In July 2017, The Lancet published the results of a literature review and meta-analysis of existing dementia research, focusing on examining nine modifiable risk factors for dementia. The results affirmed the efforts of Lin and his fellow researchers, as hearing loss was ranked the most potentially significant of the modifiable risk factors that also included diabetes, smoking, obesity and physical inactivity. This, of course, makes the OTC Hearing Aid Act all the more timely, with its goals of improving access and driving down hearing aid costs. 
But there is more to getting folks to wear the devices than price. “When we look at other countries, like the United Kingdom, where hearing aids are covered through the National Health Service, the rates of use are higher than here, but they’re not that much higher,” says Carrie Nieman, MD, MPH, a core faculty member in the Cochlear Center and instructor in the Department of Otolaryngology-Head and Neck at Johns Hopkins Hospital. “So, affordability is part of it, but it’s not the whole story.”

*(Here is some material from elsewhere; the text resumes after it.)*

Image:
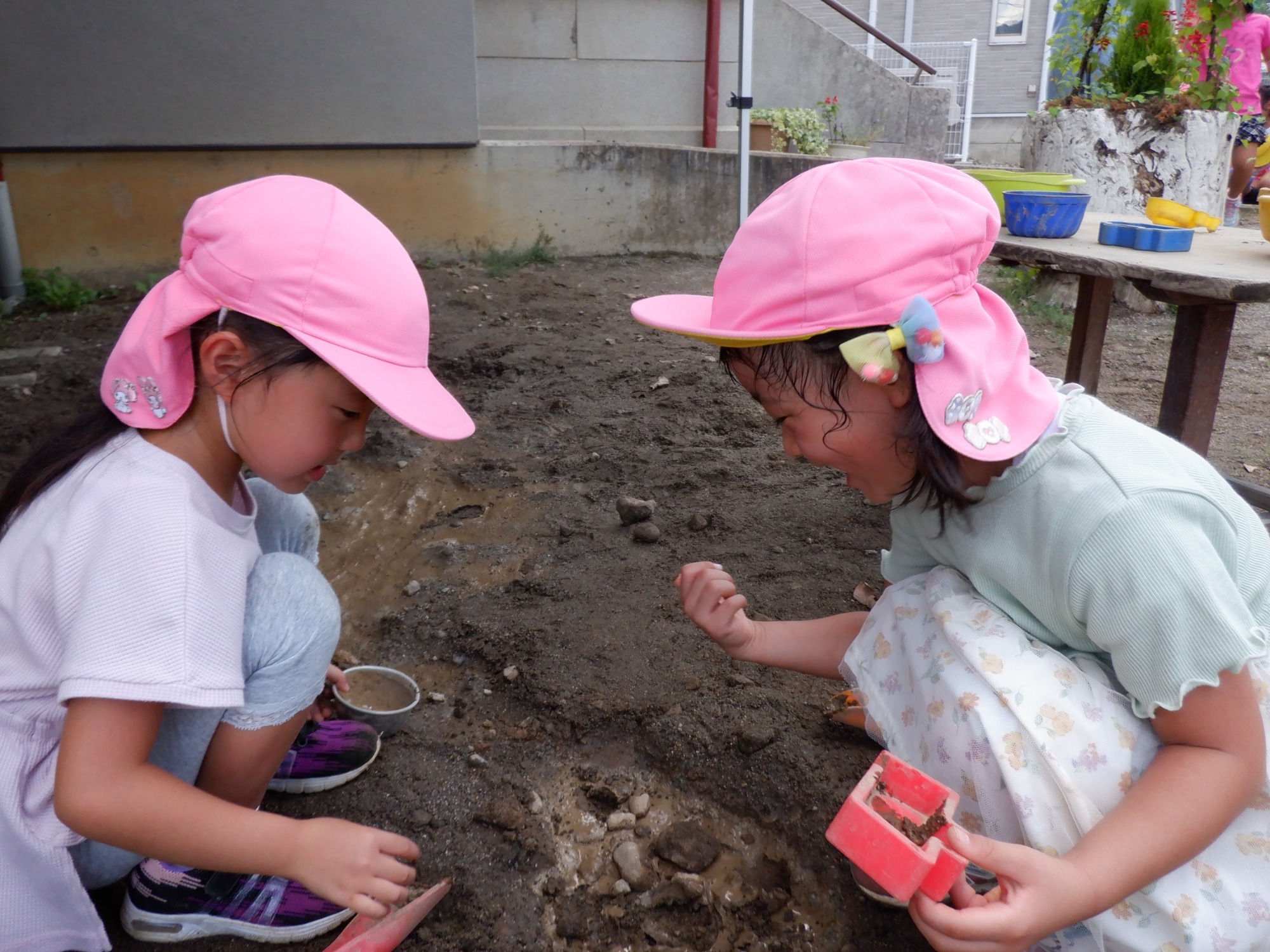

Other reasons hearing aids are not worn by more older adults include a lack of awareness of how helpful they can be, the hassles of the multiple audiologist visits that can be required to acquire them, and the social stigma associated with wearing them. Low-income, minority seniors have some of the lowest rates of hearing aid use, which led Nieman and Lin to cofound Access HEARS in 2015, a Baltimore nonprofit organization providing affordable sound amplification devices to this population. They are also examining how the community-delivered care model might be utilized to increase access to hearing care. Essentially, they are trying to see how effective it is to teach members of a community how to teach others to use hearing technology. 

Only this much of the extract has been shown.